Easier to drive down into France. Metz or somewhere like that.


----------



## bognormike (May 10, 2005)

If it helps, we've stopped in Belgium at Han Sur Lesse (about 2 hours from Luxembourg) - see the sites database, there's an aire there and a couple of camps sites, just a few KM's off the autoroute heading down to Lux from Brussells.


----------



## pippin (Nov 15, 2007)

Han sur Lesse - even better spend a couple of extra hours while you are there and do the Grottes.

The most amazing caves!


----------



## bognormike (May 10, 2005)

We'll do them one day- stopped twice & said we must spend more time there! :roll:


----------



## Grizzly (May 9, 2005)

I've just been sorting my information ready for the off and came across this which I must have got via MHF.

There is a new aire ( opens 1st March) at REDANGE in Luxembourg. It is 10 km from the A4, just NE of Arlon. There are 12 places, 6 with hook up as well as fresh water and dump for grey.

It is on Rue de la Piscine, 8501 Redange, and the coordinates are:

N 49.769 167
E 5.894 722

I calculate it as 244 miles from Calais and have got it on Google maps just north of the junction between Rue de la Piscine and Rue Seifert.
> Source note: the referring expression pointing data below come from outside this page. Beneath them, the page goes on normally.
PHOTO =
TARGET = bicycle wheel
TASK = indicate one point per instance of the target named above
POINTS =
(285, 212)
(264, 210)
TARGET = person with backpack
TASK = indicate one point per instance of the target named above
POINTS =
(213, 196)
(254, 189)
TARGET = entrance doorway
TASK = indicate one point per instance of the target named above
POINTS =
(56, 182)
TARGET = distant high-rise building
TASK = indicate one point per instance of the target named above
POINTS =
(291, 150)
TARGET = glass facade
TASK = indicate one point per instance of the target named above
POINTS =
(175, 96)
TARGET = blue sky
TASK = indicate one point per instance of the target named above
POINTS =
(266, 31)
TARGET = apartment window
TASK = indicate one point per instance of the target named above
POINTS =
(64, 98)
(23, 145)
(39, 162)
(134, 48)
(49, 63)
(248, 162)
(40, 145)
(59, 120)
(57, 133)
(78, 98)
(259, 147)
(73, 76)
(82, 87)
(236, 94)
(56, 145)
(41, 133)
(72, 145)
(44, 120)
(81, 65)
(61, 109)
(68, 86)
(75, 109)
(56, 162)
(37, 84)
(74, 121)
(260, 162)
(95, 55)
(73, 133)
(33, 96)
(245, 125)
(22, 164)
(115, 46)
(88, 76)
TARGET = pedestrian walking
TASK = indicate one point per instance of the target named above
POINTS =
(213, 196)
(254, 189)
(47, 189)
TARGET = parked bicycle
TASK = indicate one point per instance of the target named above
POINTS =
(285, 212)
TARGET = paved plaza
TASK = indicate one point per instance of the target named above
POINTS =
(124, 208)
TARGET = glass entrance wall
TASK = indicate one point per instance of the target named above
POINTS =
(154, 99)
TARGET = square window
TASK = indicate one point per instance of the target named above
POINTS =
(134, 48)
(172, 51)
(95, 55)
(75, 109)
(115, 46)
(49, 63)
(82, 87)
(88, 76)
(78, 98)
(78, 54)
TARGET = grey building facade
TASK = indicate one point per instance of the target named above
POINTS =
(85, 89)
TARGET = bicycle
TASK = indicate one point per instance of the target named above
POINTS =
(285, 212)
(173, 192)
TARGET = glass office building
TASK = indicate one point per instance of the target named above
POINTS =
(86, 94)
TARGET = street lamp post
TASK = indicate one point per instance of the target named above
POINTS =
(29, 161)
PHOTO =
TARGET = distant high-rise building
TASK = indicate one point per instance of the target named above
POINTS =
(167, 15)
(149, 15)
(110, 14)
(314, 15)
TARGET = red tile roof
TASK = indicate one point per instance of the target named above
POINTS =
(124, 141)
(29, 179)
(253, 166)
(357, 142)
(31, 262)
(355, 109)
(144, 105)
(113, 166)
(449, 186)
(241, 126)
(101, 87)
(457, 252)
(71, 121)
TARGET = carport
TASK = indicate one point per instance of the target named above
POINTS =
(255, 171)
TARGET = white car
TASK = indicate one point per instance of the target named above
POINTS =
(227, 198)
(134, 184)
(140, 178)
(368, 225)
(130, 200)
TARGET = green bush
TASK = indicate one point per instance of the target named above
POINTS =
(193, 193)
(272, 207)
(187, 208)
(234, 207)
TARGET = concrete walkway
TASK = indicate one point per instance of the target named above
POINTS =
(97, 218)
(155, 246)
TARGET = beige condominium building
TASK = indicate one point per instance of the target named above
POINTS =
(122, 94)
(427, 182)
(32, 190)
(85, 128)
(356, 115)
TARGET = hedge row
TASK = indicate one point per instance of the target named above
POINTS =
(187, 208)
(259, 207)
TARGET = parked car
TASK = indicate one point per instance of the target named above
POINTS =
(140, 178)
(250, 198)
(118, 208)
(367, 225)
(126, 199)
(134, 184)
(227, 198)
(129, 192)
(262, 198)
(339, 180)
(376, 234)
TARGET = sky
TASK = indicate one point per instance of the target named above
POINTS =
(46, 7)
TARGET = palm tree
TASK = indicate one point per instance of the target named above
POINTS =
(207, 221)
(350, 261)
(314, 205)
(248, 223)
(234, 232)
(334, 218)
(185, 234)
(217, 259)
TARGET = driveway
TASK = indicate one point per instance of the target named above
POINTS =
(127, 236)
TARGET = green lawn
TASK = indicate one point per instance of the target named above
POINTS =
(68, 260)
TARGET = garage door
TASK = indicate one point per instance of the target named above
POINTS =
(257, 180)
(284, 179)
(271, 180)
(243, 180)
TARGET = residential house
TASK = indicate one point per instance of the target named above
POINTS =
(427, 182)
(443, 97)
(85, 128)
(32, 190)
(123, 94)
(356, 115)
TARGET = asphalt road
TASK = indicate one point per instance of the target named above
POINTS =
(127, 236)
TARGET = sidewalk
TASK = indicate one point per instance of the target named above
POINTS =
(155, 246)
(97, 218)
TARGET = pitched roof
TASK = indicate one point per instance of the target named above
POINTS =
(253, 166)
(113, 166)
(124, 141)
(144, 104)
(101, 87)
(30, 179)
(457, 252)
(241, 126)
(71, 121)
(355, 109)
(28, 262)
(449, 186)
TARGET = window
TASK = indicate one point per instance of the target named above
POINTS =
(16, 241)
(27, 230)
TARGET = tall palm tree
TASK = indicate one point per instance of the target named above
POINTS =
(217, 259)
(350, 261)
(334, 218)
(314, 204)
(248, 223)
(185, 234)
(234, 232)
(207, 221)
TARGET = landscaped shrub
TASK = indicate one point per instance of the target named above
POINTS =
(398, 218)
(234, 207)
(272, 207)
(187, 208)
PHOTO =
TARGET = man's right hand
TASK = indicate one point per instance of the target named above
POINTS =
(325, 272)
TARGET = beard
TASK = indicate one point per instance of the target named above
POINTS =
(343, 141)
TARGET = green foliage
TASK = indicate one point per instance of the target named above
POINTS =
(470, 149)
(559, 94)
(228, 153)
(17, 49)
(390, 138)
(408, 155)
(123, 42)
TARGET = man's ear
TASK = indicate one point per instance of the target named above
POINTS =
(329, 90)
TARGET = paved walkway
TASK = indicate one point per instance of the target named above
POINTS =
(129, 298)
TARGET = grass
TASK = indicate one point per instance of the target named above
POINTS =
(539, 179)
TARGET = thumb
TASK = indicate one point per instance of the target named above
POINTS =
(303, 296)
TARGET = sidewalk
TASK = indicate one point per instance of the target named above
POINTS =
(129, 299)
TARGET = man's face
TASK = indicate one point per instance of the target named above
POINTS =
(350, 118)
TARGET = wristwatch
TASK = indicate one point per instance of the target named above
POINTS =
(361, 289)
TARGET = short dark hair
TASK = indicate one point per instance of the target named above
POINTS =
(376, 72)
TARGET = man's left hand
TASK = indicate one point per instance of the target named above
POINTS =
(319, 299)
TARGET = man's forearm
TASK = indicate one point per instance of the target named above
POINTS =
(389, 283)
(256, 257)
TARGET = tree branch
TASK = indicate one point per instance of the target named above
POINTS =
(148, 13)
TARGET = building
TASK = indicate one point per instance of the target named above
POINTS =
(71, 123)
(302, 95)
That is all I know about it but, if you do stay there, please would you put it up in the database ?

G


----------



## scouter (Dec 14, 2007)

we stay at Dahn just past Luxembourg on our route to Italy on a super little campsite with a great little restaurant

alan


----------



## Hampshireman (Apr 18, 2007)

Nice site on the outskirts of Luxembourg city with a great bus route on the door step. Its in the ACSI book. Can't remember the name but it's in MHF list of sites. Stayed there last June on the way to the Lakes. I find Garda too commercial, Maggiore is nicer, but as a tip, north west of the northern end of Garda, through Riva is a lovely little lake with a great site on it. It's in the MHF list too, 'cos I put it there. Name doesn't come to mind at present and away from home so can't refer to notes.


----------